Almost half of Israel’s Jews are Sephardim, and Israel is a country where second passports are in great demand. The big Sephardic communities in the United States and Mexico will probably not be tempted, but the remaining Sephardic Jews in Muslim countries, including Turkey, certainly will be. Symbolism is important, but Gallardón’s offer will also have a real impact on many people’s lives.
Portugal, which expelled its Jews shortly after Spain did, is also trying to make amends: it now grants citizenship to Sephardim who can demonstrate a connection to the Portuguese Jewish community. How much further might this example spread?

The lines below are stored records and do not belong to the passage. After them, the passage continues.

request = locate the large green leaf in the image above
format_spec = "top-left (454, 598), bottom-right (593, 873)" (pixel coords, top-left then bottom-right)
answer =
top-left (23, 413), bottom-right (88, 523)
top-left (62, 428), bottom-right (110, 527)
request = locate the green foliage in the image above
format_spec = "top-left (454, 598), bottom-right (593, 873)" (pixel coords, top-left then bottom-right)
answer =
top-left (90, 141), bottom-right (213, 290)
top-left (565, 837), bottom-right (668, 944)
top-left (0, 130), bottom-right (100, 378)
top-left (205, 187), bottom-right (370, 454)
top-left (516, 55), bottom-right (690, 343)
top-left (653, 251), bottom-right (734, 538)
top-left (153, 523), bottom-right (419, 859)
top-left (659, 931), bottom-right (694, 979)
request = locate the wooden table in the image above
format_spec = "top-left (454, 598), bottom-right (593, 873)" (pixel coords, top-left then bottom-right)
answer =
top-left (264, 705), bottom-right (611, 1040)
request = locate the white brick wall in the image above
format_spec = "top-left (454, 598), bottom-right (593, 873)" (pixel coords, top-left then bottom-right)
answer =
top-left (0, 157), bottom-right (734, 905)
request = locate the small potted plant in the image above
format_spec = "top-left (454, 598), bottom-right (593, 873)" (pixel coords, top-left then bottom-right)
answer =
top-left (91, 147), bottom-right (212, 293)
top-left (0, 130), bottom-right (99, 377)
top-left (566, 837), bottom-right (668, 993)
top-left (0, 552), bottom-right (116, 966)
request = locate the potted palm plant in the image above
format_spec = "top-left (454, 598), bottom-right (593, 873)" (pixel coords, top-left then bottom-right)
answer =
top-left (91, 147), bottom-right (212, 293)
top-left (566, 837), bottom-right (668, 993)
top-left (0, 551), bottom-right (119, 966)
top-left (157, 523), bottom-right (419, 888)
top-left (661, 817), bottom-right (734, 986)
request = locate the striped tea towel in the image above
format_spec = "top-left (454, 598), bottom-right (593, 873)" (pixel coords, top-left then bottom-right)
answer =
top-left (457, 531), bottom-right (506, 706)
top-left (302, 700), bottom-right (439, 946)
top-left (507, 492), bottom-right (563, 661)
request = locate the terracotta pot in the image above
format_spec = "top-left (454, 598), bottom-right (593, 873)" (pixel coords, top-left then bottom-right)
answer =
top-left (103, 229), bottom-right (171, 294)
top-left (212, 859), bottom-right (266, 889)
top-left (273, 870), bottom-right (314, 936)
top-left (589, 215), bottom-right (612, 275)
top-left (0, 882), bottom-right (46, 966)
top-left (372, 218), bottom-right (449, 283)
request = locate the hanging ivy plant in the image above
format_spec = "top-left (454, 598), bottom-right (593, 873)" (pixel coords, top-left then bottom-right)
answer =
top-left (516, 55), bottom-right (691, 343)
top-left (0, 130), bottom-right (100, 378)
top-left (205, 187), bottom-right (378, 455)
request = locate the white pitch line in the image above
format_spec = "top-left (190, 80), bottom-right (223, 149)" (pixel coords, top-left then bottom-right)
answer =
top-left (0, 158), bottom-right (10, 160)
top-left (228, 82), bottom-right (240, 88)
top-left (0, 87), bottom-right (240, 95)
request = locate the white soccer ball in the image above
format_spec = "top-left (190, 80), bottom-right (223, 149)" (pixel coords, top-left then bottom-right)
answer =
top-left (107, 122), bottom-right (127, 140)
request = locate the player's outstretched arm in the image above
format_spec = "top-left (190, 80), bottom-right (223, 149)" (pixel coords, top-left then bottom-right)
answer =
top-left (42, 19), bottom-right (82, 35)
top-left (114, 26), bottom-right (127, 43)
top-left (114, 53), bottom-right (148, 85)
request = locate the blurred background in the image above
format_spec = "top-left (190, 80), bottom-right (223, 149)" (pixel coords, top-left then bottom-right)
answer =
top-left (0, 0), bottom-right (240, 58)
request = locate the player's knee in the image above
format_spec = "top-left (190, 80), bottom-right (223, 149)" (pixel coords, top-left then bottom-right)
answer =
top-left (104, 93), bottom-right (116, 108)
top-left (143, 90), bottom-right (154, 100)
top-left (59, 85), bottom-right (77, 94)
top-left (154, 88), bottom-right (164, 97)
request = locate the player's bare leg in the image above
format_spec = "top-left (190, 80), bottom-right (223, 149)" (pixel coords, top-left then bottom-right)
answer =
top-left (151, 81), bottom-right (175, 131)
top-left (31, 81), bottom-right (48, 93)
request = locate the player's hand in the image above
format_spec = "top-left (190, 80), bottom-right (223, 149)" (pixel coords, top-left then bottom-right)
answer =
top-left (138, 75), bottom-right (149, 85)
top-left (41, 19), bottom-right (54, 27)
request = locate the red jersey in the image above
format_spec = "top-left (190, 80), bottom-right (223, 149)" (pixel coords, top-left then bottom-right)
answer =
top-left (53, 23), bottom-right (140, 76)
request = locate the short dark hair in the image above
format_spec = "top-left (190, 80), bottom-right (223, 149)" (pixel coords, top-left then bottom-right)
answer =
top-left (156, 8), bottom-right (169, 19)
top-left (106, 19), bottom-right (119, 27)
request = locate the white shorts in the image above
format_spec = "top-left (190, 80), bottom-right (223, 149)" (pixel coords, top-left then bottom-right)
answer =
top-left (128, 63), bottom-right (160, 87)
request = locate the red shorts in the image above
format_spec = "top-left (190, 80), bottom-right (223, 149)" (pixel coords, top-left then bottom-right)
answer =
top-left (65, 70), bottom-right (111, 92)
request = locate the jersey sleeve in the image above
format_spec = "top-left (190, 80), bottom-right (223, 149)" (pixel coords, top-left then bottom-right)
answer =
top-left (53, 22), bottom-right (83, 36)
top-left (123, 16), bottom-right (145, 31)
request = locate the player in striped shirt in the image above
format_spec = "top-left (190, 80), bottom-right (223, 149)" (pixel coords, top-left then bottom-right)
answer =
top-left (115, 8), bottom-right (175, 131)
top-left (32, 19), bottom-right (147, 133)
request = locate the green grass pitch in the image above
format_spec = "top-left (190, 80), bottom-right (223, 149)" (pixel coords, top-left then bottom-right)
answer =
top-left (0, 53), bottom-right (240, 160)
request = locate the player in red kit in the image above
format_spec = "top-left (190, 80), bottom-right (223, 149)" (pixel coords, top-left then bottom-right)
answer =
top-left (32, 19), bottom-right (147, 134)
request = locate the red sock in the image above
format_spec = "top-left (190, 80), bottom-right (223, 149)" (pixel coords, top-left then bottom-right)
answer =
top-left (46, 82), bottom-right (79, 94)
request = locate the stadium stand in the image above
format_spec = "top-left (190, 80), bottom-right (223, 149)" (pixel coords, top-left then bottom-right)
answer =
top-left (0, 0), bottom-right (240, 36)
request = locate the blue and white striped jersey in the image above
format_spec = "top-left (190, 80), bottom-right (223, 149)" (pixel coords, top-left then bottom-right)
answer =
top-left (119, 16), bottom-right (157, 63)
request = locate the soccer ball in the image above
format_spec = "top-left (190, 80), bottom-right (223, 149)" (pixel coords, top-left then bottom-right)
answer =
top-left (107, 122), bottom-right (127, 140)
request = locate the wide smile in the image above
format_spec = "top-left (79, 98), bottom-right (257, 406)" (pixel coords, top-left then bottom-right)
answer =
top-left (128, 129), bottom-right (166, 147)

Not very far, alas.
Most of the great expulsions of history have occurred in the context of war, like the compulsory “population exchange” of the Greek minority in Turkey and the Turkish minority in Greece after the First World War, or the expulsion of ten million Germans from their ancestral homes in eastern Europe at the end of the Second.
It’s because the Jews of Spain and Portugal were entirely blameless and ruthlessly victimised that there is broad popular support in both these countries for this act of apology and belated recompense. All credit to Spain and Portugal for doing it – but it probably wouldn’t be happening even there if it seriously inconvenienced the majority.